Kenali Radang Amandel pada Anak dan Cara Mengatasinya

Amandel atau Tonsil yang letaknya di bagian belakang tenggorokan berfungsi untuk membantu sistem imun guna melindungi tubuh dari infeksi. Meski begitu, amandel juga bisa mengalami infeksi karena virus atau bakteri, sehingga terjadi peradangan di bagian tersebut yang dikenal dengan tonsilitis. Kondisi ini banyak di alami oleh anak-anak usia 5-15 tahun. Ini yang perlu Anda ketahui mengenai radang amandel pada anak dan cara mengatasinya, Moms.


Penyebab

Radang amandel bisa disebabkan oleh virus dan bakteri. Ada beberapa virus yang menyebabkan radang amandel, seperti virus influenza dan virus Epstein-Barr. Sementara bakteri yang biasanya menyerang amandel berasal dari kelompok Streptococcus.

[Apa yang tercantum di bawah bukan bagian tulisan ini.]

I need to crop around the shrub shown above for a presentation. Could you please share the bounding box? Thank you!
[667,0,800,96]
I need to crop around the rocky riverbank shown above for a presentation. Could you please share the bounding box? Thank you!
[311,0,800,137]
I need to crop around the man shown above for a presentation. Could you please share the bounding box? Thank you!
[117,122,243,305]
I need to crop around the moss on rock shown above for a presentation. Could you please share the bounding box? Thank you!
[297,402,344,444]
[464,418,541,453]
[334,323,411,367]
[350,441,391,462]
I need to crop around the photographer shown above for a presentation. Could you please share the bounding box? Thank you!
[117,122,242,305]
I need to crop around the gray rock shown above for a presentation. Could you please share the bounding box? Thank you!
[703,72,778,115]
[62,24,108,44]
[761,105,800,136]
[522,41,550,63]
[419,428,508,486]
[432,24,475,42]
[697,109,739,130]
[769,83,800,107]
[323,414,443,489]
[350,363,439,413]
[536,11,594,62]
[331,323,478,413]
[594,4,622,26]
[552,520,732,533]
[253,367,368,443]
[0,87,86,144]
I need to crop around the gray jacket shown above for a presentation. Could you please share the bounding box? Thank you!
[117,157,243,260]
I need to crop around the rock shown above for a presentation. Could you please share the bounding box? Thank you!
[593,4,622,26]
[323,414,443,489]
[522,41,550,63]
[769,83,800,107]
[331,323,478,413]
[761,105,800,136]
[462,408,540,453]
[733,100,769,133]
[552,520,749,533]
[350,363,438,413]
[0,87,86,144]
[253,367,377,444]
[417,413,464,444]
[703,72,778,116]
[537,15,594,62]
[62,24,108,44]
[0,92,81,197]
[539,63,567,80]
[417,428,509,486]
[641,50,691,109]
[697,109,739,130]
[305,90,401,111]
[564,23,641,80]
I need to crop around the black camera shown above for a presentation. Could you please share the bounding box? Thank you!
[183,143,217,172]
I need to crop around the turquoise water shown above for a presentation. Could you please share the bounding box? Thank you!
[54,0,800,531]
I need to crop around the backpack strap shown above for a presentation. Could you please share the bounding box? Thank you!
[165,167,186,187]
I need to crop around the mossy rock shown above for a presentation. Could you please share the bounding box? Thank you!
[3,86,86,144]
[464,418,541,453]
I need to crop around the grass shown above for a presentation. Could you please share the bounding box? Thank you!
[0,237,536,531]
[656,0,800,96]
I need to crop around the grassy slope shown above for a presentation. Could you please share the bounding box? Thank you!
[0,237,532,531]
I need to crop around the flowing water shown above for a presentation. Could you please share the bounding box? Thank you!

Virus dan bakteri penyebab radang amandel ini bisa menular ke anak lain, baik kontak langsung maupun tidak langsung. Kontak langsung apabila seorang anak menghirup udara yang sudah terkontaminasi dengan virus atau bakteri dari percikan air melalui batuk atau bersin si anak yang menderita radang amandel.


Gejala

Kondisi ini akan menyebabkan amandel memerah dan membengkak sehingga menutupi saluran pernapasan yang akan membuat tenggorokan terasa sakit dan sulit untuk menelan. Disertai pula bercak-bercak putih di bagian permukaan amandel.



Gejala lainnya adalah demam, sakit kepala, batuk, nyeri telinga, mual, sakit perut, muntah, dan nafsu makan berkurang. Gejala tonsilitis yang disebabkan virus dianggap lebih ringan jika dibandingkan dengan tonsilitis yang disebabkan bakteri. Bahkan, tonsilitis yang disebabkan bakteri ini bisa membuat mulut berbau.


Yang Harus Dilakukan

Tidak ada obat khusus untuk mengatasi radang amandel karena gejala perlahan akan menghilang dan pulih kembali dalam waktu 1 minggu. Namun, untuk mengurangi rasa sakit dan demam, Moms bisa memberikan obat pereda demam.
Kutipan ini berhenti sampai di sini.